# For companies with websites.



## rjets00 (Nov 22, 2003)

Do you think that they are a effective tool? Do you gain lots of inquires about services ect? What do you think total costs are ie: design, monthly rates?


----------



## grandview (Oct 9, 2005)

http://www.grandviewlandscaping.com/snowplowing.htm

I get a hits all the time. I do get calls and have closed a few deals with it to. With a website you also get calls out side your area. A website is just another part of marketing.


----------



## ServiceOnSite (Nov 23, 2006)

i agree with grandview. i have a crappy web site but i have advertizing with verizon yellow pages dot com and i get a lot of commerical calls from that.


----------



## Enzo (Feb 27, 2008)

Well a good designer will cost a few bucks maybe around $200-300, as far as hosting it from a company a domain is like $10 a year and it cost like $3.95 a month for a decent ammount of storage, databases, and bandwidth usage. Some also allow you to make unlimited email accounts depending on what company you use. For some of my projects in the past I have used bluehost.com


----------



## rjets00 (Nov 22, 2003)

nice site gv, looks good


----------



## ScnicExcellence (Jun 9, 2008)

I find the site helps me out for landscaping alot, not sure for snow plowing yet, The landscaping though it helps show the work have done.


----------



## scottL (Dec 7, 2002)

I use lunarpages.com Great tech support, reliable, great pricing and tools, etc, etc.

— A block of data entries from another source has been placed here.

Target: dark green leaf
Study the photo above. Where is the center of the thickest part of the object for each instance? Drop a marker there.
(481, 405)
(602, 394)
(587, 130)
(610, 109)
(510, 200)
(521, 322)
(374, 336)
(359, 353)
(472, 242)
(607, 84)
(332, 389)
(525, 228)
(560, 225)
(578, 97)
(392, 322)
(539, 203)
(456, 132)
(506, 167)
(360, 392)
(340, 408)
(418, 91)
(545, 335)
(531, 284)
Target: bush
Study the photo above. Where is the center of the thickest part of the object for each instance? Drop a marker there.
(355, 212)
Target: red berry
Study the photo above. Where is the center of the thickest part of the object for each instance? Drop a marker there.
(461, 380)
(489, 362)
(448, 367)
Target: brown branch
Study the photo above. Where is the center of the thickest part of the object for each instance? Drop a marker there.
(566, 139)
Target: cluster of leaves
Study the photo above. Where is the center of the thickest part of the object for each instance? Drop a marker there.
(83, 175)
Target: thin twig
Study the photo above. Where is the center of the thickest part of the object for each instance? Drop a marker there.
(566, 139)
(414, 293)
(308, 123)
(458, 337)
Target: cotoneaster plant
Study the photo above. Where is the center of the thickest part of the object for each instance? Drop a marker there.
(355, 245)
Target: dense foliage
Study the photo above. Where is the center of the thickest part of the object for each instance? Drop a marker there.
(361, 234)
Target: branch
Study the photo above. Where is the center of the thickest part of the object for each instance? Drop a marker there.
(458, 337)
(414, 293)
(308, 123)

I've used and build sites for folks. You can track your page hits, I'm ranked top 5 for my area and services. Yes, we get emails and calls every week in the winter many turn into work some are simply not in my area but are close. 

But, as pointed out it's only a piece of the marketing puzzle.


----------



## gkm (Nov 6, 2004)

nice site gv !


----------



## Neige (Jan 29, 2008)

Its actually an inexpensive way to advertise. Not much to set up, and the domain is really cheap. The French girl on the other hand is costing me a fortune


----------



## elite1msmith (Sep 10, 2007)

sp please excue me being dumb on this subject.... just how would i get into this? i really dont even know were to start


----------



## SS2500HD (Sep 18, 2008)

see if your domain is available first i guess? ie: www.eliteservices.com or www.elitelandscaping.com or whatever, and talk to a local website programmer who can help guide you through the process of obtaining/purchasing the domain and having him create a webpage to your liking...


----------



## ColliganLands (Sep 4, 2008)

i actually have my site hosted through vistaprint it costs somewhere around 15 bucks a month and you can design it and set it up yourself very easily/or they can do it for you for $$. also it lets you take contact forms (or whatever you set it up for) you can have paypal buttons, and you can see activity by search engine/day/location. Also the vistaprint site lets you check your domain name that want right there to see if its available.


----------



## QuadPlower (Jan 4, 2007)

I have had one for years. I have found that the main purpose of my site is to show potential customers that I have talked to some of my projects. It gives them a look at what I can do without them driving to all the locations. 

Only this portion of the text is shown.